No Brasil, o poder de pautar propostas que alteram a Constituição é exclusivo dos presidentes da Câmara e do Senado. O deputado Arthur Lira (Progressistas-AL) promoveu mudanças que aceleram a tramitação. O senador Rodrigo Pacheco (PSD-MG) levou as propostas diretamente para votação no plenário, pulando o debate na Comissão de Constituição e Justiça.
Assim, na Câmara, uma PEC que limita recursos no Superior Tribunal de Justiça foi aprovada em menos de um mês. No Senado, a “PEC Kamikaze” foi confirmada um dia depois da apresentação do relatório. Na maioria dos países as mudanças levam anos. “O resumo da ópera é o protagonismo do Legislativo provocado por uma crise, principalmente política, em relação aos chefes do governo”, disse o analista Neuriberg Dias, do Departamento Intersindical de Assessoria Parlamentar (Diap).

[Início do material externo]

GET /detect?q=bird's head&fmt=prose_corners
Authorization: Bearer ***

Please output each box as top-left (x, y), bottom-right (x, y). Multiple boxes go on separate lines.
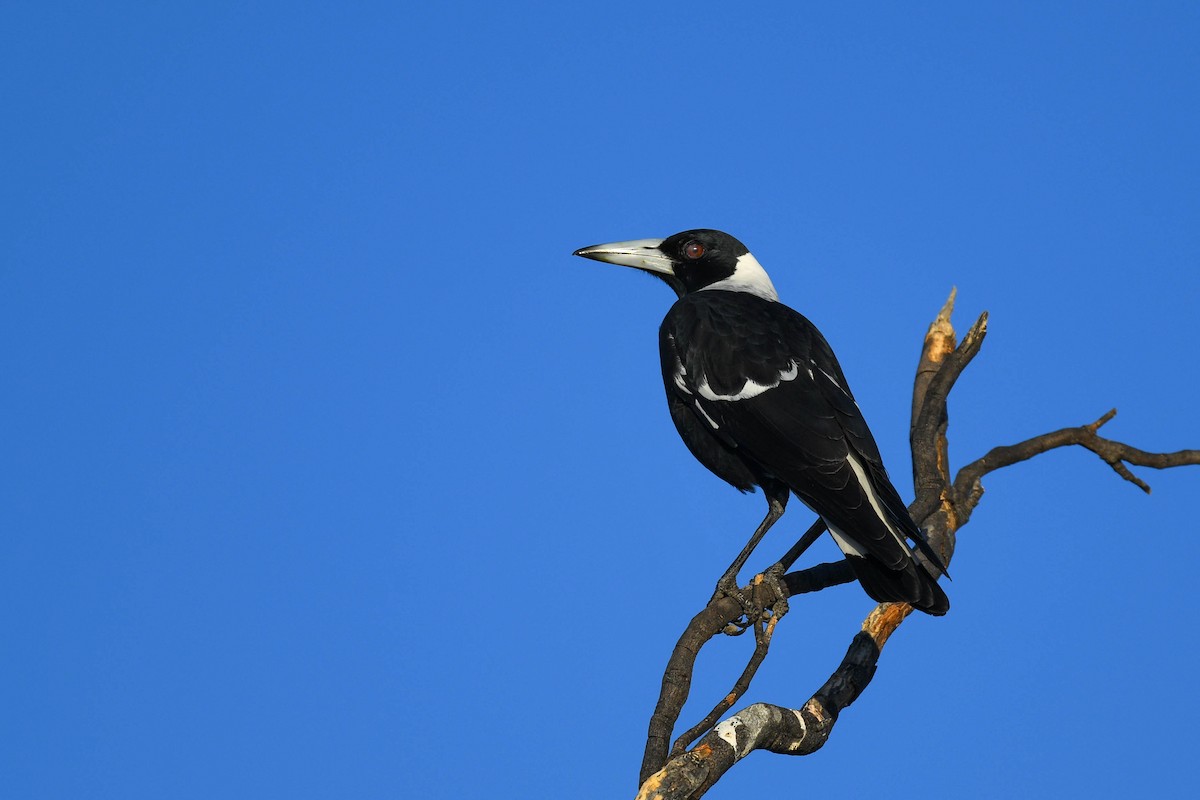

Este ano já é o que mais registrou mudanças na Carta desde 1988, quando o então presidente da Assembleia Nacional Constituinte, Ulysses Guimarães, comandou a promulgação do documento. Para Consentino, o Congresso de hoje precisa assumir a responsabilidade. “Não costumo culpar o Ulysses, a responsabilidade cai muito mais no nosso colo do que em outro lugar.”